Bonjour à toutes, bonjour à tous et bienvenue dans Le français, c’est facile avec Adrien. Alors, je viens de réaliser — je viens de tilter, comme on dit familièrement — que Pékin Express a repris. Je ne sais pas si vous connaissez cette émission, alors je vais vous l’expliquer en deux mots.

Pékin Express, c’est une émission de télévision française dans laquelle vous avez des binômes — c’est-à-dire des duos, des équipes de deux personnes. Plusieurs binômes s’affrontent dans une course à travers plusieurs pays. Cette année, c’est en Afrique — les candidats traversent quatre ou cinq pays africains — et à chaque étape, il faut rejoindre une ville ou un point d’arrivée le plus rapidement possible, en faisant du stop, mais sans argent. Ils n’ont qu’un euro par jour et par personne pour se nourrir — et ils ne peuvent pas payer pour se déplacer. En chemin, il y a des épreuves : épreuves d’adresse, de logique, de mémoire, etc. J’adore cette émission.

C’est la vingtième saison cette année. L’émission existe depuis une vingtaine d’années, même si certaines années ont compté deux saisons — donc en termes d’années réelles, c’est peut-être quinze ou seize ans d’existence.

Pourquoi ça s’appelle Pékin Express ? Parce que lors de la toute première saison, les candidats sont partis de la Tour Eiffel à Paris et devaient rejoindre Pékin, en Chine — avec un euro par jour et par personne. Je ne sais pas dans quel pays cette émission a été créée à l’origine, il faudrait que je me renseigne. En tout cas, le format existe dans plusieurs pays du monde, et beaucoup de chaînes de télévision diffusent ou ont adapté ce concept.

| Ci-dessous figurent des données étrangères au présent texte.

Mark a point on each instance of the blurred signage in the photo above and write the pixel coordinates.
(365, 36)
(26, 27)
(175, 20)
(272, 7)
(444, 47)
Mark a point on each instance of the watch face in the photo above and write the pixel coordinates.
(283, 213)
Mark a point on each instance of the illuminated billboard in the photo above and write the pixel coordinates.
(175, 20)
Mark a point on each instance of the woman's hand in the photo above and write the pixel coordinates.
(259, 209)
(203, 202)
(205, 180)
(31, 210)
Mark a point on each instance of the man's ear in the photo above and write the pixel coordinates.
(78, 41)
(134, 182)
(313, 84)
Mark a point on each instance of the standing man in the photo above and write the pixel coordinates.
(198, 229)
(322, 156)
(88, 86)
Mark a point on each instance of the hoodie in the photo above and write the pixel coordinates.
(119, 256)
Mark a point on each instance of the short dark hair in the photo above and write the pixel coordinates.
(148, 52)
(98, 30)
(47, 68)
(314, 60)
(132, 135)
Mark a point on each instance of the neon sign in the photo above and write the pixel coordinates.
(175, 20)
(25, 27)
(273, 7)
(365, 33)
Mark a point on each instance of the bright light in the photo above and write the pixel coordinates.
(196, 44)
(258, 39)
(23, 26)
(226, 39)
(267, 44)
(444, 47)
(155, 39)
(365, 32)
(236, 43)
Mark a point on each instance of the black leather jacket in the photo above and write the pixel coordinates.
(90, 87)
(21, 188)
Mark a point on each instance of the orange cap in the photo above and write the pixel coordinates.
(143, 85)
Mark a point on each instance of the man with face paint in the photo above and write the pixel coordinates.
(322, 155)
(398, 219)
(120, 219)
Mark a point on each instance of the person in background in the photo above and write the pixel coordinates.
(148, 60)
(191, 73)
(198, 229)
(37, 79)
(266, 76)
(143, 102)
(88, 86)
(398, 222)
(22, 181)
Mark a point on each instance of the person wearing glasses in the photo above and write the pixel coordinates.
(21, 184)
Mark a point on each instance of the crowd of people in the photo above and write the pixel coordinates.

Et franchement, ce serait un rêve pour moi d’y participer. Ça, ou Koh-Lanta — une autre émission d’aventure que j’aime beaucoup, mais c’est différent.

Si vous ne connaissez pas Pékin Express, je vous encourage vraiment à regarder — c’est une excellente façon d’écouter du français de la vie quotidienne. Les participants sont principalement français, mais il y a aussi parfois des Belges ou des Suisses — en tout cas, des francophones, c’est-à-dire des personnes qui parlent français. C’est diffusé sur M6. Très bonne émission.


D’ailleurs, et vous — pourquoi apprenez-vous le français ? Pour voyager, comme dans Pékin Express ? Pour regarder des films en version originale ? Pour lire de grands classiques de la littérature française ? Il est important d’avoir un objectif clair dans l’apprentissage d’une langue. Sans objectif, on finit par se démotiver.

Permettez-moi de vous parler de mon expérience personnelle. Le français est évidemment ma langue maternelle. À l’école, j’ai appris l’anglais et un peu l’espagnol — mais je n’étais pas très doué. On nous enseignait ces langues de façon très scolaire, avec des manuels, et ça ne m’intéressait pas vraiment. J’étais mauvais en espagnol, et l’anglais ne me passionnait pas non plus.

C’est plus tard, pendant mes études, que j’ai découvert l’amour des langues. D’abord l’anglais — parce que je voulais regarder des films et des séries en version originale. Aujourd’hui, quand je regarde quelque chose en solitaire, c’est toujours en VO — version originale. Si je repassais en français doublé, je ne pourrais pas. Le doublage sonne faux, les voix ne correspondent pas aux acteurs — désolé pour les professionnels du doublage, mais pour moi, ça ne fonctionne tout simplement pas.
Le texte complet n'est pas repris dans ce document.